Level 19 (7,831 Credits)
Answers (5)
  • We have central air units that have the heat element included, we have no option all units come like this.

    Answer by older at 11:27 AM on Jun. 4, 2011

  • Yes. Our's has a heat pump and according to most a/c people that have been here and my FIL who has some engineering knowledge..they've all said "heat pumps work more efficiently". We don't intend to change either. Yes, we like ours just fine.

    Answer by KellyGirl_TX at 11:38 AM on Jun. 4, 2011

  • My fiance does HVAC. He syas they are a great option and can save money. He didn't say anything about problems with them. He said he didn't think you can add them to an existing system, you would have to get a new system.

    Answer by Shanna84 at 11:45 AM on Jun. 4, 2011

  • Neighbors have one - he installs that stuff for a living - and they've had problems with theirs. DH's neice & nephew installed one last year and it was okay, they said if they could go back in time they wouldn't have gone with it. DH's cousin has had one for a couple of years, and this past winter it didn't work more often than it did work. They hate it. All 3 are in different areas, different brands, installed by different people. But all 3 stories are enough to make me want to never get one. We have a regular central a/c unit, and a gas furnace (propane) and if we have to replace, we'll replace with something equal, no heat pumps here.
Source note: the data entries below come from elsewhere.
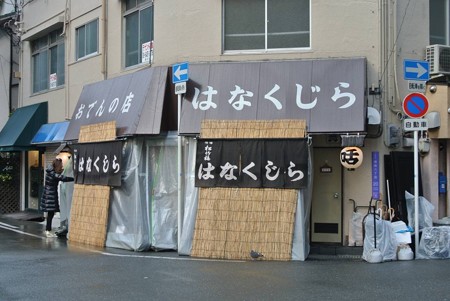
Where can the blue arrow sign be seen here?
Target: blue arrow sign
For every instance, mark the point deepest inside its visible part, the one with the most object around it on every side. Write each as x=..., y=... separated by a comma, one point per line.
x=180, y=73
x=416, y=70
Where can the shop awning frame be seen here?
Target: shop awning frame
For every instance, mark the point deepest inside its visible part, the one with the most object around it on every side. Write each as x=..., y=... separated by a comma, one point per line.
x=21, y=127
x=50, y=133
x=134, y=101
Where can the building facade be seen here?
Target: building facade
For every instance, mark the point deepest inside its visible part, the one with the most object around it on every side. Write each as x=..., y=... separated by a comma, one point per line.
x=66, y=45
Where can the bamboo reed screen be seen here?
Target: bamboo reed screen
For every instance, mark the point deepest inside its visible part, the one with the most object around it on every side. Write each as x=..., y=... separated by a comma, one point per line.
x=90, y=203
x=231, y=222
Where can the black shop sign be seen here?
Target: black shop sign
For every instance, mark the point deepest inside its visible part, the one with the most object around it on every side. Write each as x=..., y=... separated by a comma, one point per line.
x=98, y=163
x=252, y=163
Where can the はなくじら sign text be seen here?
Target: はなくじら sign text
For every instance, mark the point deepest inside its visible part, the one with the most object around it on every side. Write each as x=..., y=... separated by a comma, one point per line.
x=98, y=163
x=252, y=163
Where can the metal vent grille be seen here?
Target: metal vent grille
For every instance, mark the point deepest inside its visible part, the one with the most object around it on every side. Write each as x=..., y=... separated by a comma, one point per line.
x=9, y=183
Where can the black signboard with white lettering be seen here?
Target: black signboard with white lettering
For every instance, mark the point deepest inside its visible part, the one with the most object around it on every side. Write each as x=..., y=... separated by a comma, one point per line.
x=252, y=163
x=98, y=163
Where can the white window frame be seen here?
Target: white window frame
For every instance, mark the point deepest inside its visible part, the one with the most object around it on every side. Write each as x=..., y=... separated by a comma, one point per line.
x=141, y=5
x=266, y=49
x=47, y=49
x=86, y=54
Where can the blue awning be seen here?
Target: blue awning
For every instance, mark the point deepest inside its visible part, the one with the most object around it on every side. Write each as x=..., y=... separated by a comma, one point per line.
x=20, y=128
x=50, y=133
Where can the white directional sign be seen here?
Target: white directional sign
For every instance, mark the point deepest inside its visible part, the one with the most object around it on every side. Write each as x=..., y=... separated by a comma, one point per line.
x=416, y=70
x=415, y=124
x=180, y=73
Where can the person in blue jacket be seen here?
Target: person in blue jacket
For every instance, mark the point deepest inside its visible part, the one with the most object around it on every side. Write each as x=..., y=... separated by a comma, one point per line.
x=49, y=200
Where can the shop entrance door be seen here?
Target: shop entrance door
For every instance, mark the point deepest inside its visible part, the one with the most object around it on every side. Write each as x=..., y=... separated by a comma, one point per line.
x=326, y=207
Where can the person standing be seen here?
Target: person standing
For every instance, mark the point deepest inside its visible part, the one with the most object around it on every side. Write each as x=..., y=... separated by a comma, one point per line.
x=49, y=200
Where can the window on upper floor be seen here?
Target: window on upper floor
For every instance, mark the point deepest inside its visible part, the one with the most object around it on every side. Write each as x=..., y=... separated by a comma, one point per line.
x=87, y=39
x=47, y=56
x=138, y=20
x=439, y=22
x=264, y=25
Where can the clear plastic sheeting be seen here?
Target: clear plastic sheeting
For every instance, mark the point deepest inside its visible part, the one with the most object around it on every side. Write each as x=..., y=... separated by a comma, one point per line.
x=355, y=237
x=426, y=210
x=300, y=245
x=385, y=242
x=434, y=243
x=143, y=211
x=190, y=198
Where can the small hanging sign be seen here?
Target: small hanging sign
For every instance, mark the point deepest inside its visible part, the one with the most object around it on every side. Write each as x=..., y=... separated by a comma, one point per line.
x=326, y=168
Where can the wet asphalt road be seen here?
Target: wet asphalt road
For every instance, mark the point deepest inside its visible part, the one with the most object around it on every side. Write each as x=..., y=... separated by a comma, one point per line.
x=33, y=267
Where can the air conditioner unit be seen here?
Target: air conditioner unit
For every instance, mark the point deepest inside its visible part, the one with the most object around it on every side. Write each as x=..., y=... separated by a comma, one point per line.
x=439, y=58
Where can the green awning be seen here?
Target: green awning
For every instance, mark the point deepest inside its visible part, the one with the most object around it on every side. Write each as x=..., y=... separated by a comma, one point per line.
x=51, y=133
x=21, y=127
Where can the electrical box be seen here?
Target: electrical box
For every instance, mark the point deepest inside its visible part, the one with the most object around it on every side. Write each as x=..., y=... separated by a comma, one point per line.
x=442, y=183
x=393, y=135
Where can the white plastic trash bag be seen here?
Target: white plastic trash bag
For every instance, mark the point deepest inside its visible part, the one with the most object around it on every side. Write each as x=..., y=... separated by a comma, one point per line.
x=434, y=243
x=386, y=242
x=426, y=210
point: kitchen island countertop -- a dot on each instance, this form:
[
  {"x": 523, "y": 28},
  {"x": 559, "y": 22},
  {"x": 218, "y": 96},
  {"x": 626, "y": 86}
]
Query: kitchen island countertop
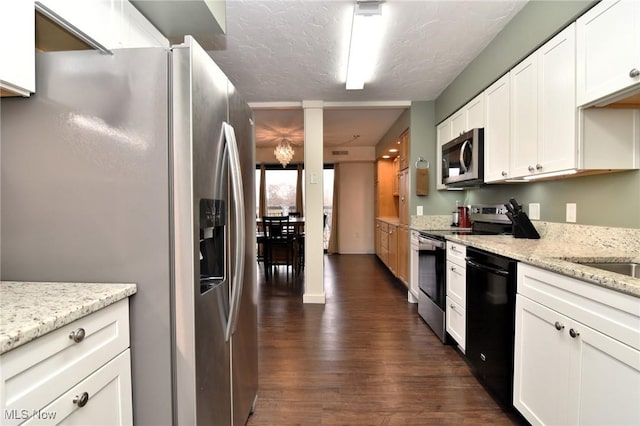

    Answer by Anonymous at 12:14 PM on Jun. 4, 2011

  • My understanding on heat pumps is that they take the warmth out of the outside air and cycle it over coils and pump it into your house. And that they work best in warmer southern climates. I live in FL and pretty much anyone that has central A/C has a heat pump in it. But we were told that they can only warm the inside air so many degrees warmer than the outside air. Like when it gets 30 degrees here (which isn't often), the heat pump can run and run, but it can only do so much to make it warm inside. Although I will admit that I like to keep the thermostat on 76 in the winter and so trying to get the system to make the air 46 degrees warmer inside is not possible. But they are efficient.